Ralph Higgins

Ralph Higgins
color pencil sketch by Gayle Higgins

Quotes I Like

“Everyone is a genius, but if you judge a fish by its ability to climb a tree, it will live its whole life believing that it is stupid.”

-Albert Einstein


Friday, April 11, 2014

"Are We There Yet?"

     Most parents have heard the voice of a child in the backseat asking, “Are we there yet?”  This question may prompt a map-check or a search for signs and landmarks.

            Two books are often referenced for pictures of our future - “A Brave New World,” by Aldous Huxley, and “1984,” by George Orwell.  Both depict a future that, in many regards, is already here.  

            With mental manipulation and tyrannical control accelerating, while personal freedoms take flight like startled blackbirds on a power line, Huxley and Orwell deserve a re-visit. 

        Both writers agree that the future will be totalitarian rather than democratic and free.  Both Big Brother’s world and the Brave New World are ruled by authoritarian elites in a basically socialist/communist society.  The real purpose of the ruling class is the maintenance of their own power and privilege, which is axiomatic historically.    

       Some will remember Nikita Khrushchev declaring that communism would bury the U.S. by incrementally introducing socialism in our culture until America would wake to find itself under communism.  I believe Khrushchev said this in 1959.  It was worth a laugh back then, but maybe not so far fetched now.

            So what did western culture look like in Huxley’s prescient predictions in “A Brave New World?”  Huxley describes the perfect dictatorship that would have the appearance of a democracy, but would actually be a prison without walls.  In his concept, the prisoners would not want to escape.  This was a system of slavery where the slaves “love their servitude,” and are pacified by entertainment, seduced by consumption and captivated by technology.
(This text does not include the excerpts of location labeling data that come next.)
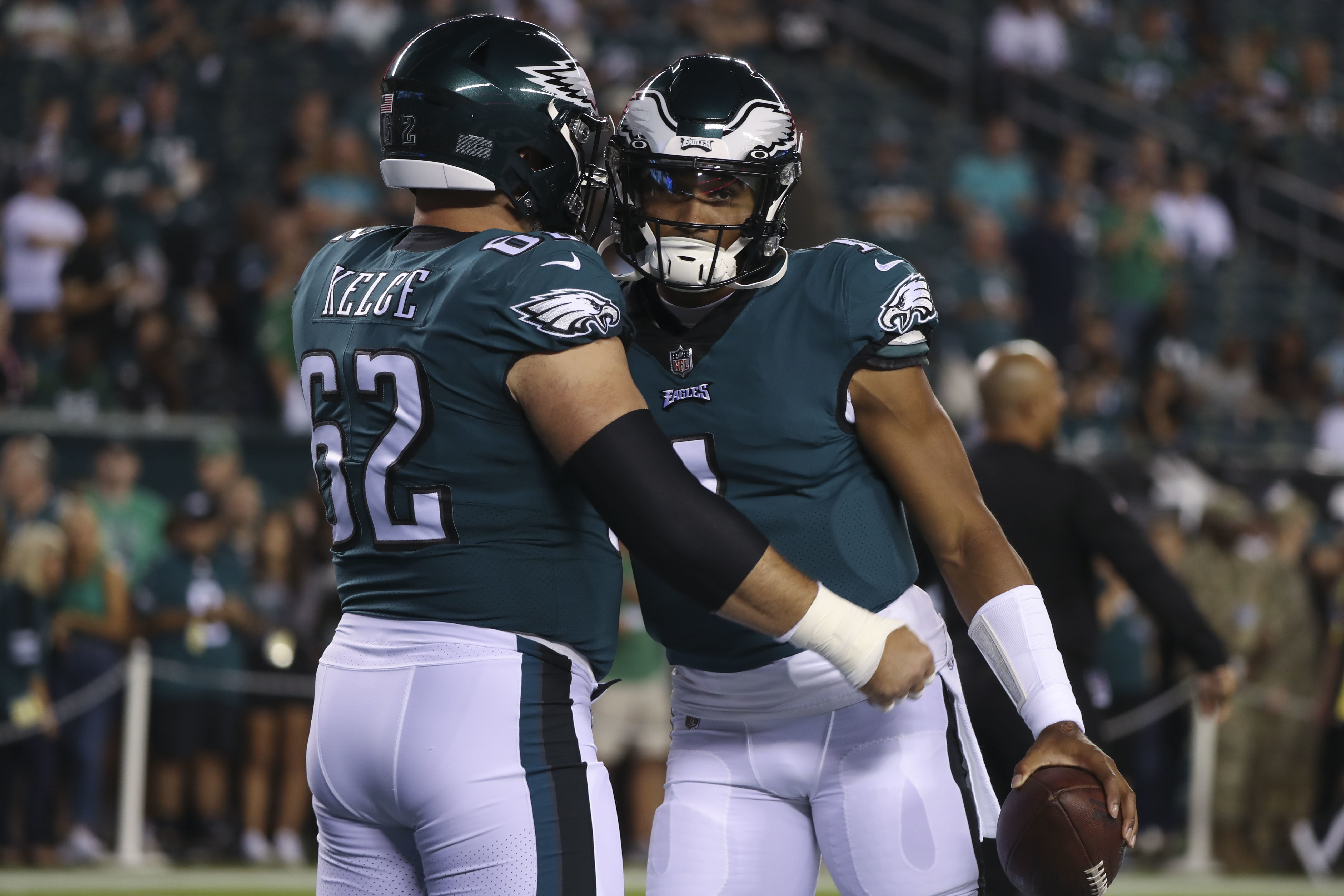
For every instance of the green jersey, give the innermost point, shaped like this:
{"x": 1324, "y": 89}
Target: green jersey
{"x": 134, "y": 530}
{"x": 444, "y": 503}
{"x": 755, "y": 398}
{"x": 197, "y": 585}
Relieved of the burden of freedom, the sheep embrace their voluntary oppression.

            Huxley’s totalitarian system would have a strong centralized government run by a single party without opposition, ruling over all political, economic, social and cultural life.  Society would be ruled by a benevolent dictatorship whose subjects were programmed to enjoy their subjugation through conditioning and the use of a narcotic drug called “soma.” 

            Today “soma” might be an actual drug, but the drug might also be technology, entertainment, sex, or the social media.   It’s interesting that people today are anxious to reveal the intimate details of their personal lives on the internet, unaware that they are making things easier for “Big Brother.”

            Huxley was born into a family of scientists and was concerned with the results of scientific progress on mankind and its harmful applications.  He foresaw cloning, genetic engineering, and test tube babies – things we are playing with today.

            In “A Brave New World,” Huxley describes how human beings are genetically designed for jobs needed by the state. Artificially inseminated with gestation in a jar, physical and mental characteristics are precisely designed to benefit society. 

           According to some writers, while both Huxley and Orwell saw our descent into totalitarianism, Huxley saw the first stage of our enslavement while Orwell saw the second.  People were seduced by political theater, technological and sensual amusement, and, while manipulated and distracted, the laws that were written for their protection were rewritten for their subjugation.  

           The “Brave New World,” crippled by deficits, endless war, corporate and political malfeasance, and bankruptcy, suddenly found itself in Orwell’s “1984.”  

        Huxley pictures a society where people are skillfully manipulated by lies and illusions moving to Orwell’s society where people are overtly monitored and controlled.  According to Orwell, as people wake up and speak up, more controls are required.  Closer surveillance, more laws, more restrictions, and enhanced enforcement are required for control. 

            The use of science, technology, education, and the media are all used to bolster tyranny.  Voices of descent are ridiculed and silenced, while the “party line” megaphone is handed to popular icons and servile sycophants to herd the sheep. When government, education, and the media speak with one voice, the young and the uninformed masses are easily controlled, while the resistance is extinguished.   

            The people are led to believe that life is improving and that technology is their slave, when in fact, technology may be their master.  Freedoms evaporate, controls become increasingly pervasive, and cheerful conformity and political correctness lead to complete servitude.   
            It’s much easier for us today to grasp the future described by Huxley and Orwell than it may have been when those books were first published.  Monitoring speech and surveillance in use today exceeds Orwell’s concept. Enforcement techniques are being expanded with the DHS, BLM, NPS, NSA, EPA, IRS, and every other governmental acronym joining in the fun. And we thought PMS was bad. 

            Based on this brief overview of Huxley and Orwell, how do we answer the kids in the back seat asking, “Are we there yet?”